While eating at a halal restaurant in Culver City a few blocks away from the King Fahd mosque, would be 9/11 pilots Khalid al-Mihdhar and Nawaf al-Hazmi (who arrived in Los Angeles on January 15) meet Omar Bayoumi, a Saudi government intelligence operative.
His identity as such is obvious, but even in partially “declassifying” the famous missing “28 pages” from the still partially redacted 2002 Congressional Joint Inquiry, the Obama administration in July 2016, kept this supposition secret. On Bayoumi, the pages state: “The FBI has received numerous reports from individuals in the Muslim community, dating back to 1999, alleging that al-Bayoumi may be a Saudi intelligence officer.” It goes on to state that Bayoumi’s “encounter with the hijackers may not have been accidental.” The pages go on to say that a review of “telephone toll records” by the FBI showed that Bayoumi “called Saudi Government establishments in the United States almost 100 times between January and May of 2000.”

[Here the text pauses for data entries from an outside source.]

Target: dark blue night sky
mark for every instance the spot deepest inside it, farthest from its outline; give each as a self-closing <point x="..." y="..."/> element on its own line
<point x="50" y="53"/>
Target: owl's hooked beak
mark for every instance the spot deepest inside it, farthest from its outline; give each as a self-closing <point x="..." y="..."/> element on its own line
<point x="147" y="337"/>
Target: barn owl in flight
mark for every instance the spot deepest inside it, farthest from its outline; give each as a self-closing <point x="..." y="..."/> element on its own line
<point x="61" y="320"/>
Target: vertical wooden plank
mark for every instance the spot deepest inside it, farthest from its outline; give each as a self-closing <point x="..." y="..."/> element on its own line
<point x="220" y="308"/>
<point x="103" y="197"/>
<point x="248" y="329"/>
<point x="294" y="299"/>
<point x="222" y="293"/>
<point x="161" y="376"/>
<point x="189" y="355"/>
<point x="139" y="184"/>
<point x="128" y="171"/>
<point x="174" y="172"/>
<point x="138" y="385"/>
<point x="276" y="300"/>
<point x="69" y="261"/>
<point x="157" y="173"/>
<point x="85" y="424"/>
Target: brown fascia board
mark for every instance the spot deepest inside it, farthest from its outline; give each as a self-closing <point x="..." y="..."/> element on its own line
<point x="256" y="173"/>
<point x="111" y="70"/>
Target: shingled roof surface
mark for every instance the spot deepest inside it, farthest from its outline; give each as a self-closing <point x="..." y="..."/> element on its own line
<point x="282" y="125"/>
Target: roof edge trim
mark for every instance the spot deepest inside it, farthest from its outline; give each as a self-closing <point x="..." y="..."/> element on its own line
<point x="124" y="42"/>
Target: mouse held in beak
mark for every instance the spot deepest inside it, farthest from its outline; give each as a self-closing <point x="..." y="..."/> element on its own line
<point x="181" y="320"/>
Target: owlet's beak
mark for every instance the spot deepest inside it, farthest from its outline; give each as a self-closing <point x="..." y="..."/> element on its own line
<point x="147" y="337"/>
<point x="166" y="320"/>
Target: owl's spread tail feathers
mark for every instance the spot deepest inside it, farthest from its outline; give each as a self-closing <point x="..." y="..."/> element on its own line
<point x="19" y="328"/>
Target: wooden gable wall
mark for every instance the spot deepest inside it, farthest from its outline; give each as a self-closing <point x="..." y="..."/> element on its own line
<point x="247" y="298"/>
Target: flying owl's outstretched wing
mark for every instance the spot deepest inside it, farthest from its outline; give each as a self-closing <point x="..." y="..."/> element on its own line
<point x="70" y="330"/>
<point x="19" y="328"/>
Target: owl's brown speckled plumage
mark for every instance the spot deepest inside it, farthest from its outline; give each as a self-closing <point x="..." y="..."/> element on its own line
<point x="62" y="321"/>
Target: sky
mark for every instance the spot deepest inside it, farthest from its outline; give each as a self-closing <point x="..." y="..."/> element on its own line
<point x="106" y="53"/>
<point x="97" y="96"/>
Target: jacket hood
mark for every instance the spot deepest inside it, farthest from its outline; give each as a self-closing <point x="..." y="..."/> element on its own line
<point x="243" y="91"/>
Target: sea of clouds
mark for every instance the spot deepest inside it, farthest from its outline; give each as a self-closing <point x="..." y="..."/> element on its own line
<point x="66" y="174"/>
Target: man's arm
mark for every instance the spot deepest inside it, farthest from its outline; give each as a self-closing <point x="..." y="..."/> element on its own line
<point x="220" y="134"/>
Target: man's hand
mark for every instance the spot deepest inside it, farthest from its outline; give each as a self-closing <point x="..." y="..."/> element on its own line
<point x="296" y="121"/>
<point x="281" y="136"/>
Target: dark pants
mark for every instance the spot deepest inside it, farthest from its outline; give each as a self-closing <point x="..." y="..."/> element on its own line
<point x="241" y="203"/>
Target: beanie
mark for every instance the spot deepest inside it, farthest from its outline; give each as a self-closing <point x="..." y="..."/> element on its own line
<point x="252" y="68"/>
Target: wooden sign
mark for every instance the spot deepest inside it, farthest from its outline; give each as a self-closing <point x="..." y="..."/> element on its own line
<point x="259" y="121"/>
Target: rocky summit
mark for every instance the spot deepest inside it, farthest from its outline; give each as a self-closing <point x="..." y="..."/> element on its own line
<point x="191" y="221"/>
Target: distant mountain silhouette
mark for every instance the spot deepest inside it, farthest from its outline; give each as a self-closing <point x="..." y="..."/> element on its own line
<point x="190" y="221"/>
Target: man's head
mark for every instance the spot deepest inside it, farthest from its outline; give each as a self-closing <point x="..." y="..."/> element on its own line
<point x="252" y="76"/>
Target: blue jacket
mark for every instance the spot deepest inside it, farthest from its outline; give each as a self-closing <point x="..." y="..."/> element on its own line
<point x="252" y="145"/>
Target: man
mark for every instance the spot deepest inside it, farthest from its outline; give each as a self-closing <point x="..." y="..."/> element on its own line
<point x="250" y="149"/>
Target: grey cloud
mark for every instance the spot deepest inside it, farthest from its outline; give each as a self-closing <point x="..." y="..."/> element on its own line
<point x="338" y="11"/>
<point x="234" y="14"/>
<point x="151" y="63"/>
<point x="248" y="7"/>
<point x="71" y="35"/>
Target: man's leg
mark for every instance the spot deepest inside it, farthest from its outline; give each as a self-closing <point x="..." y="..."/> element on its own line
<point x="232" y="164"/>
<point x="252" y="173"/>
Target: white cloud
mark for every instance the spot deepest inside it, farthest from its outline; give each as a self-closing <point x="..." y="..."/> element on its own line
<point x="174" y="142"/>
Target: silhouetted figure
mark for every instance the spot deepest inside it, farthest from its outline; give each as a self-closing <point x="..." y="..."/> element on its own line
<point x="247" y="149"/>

This Saudi connection to sponsoring terrorism, and then specifically, why the 9/11 hijackers had contact with these Saudi government officials while they were in the U.S., remains something that the United States government is still elliptical about. But the reality is clear. Bayoumi was sent to Los Angeles to lure (or facilitate) Mihdhar and Hazmi’s move to San Diego and smooth their way in getting settled in the United States.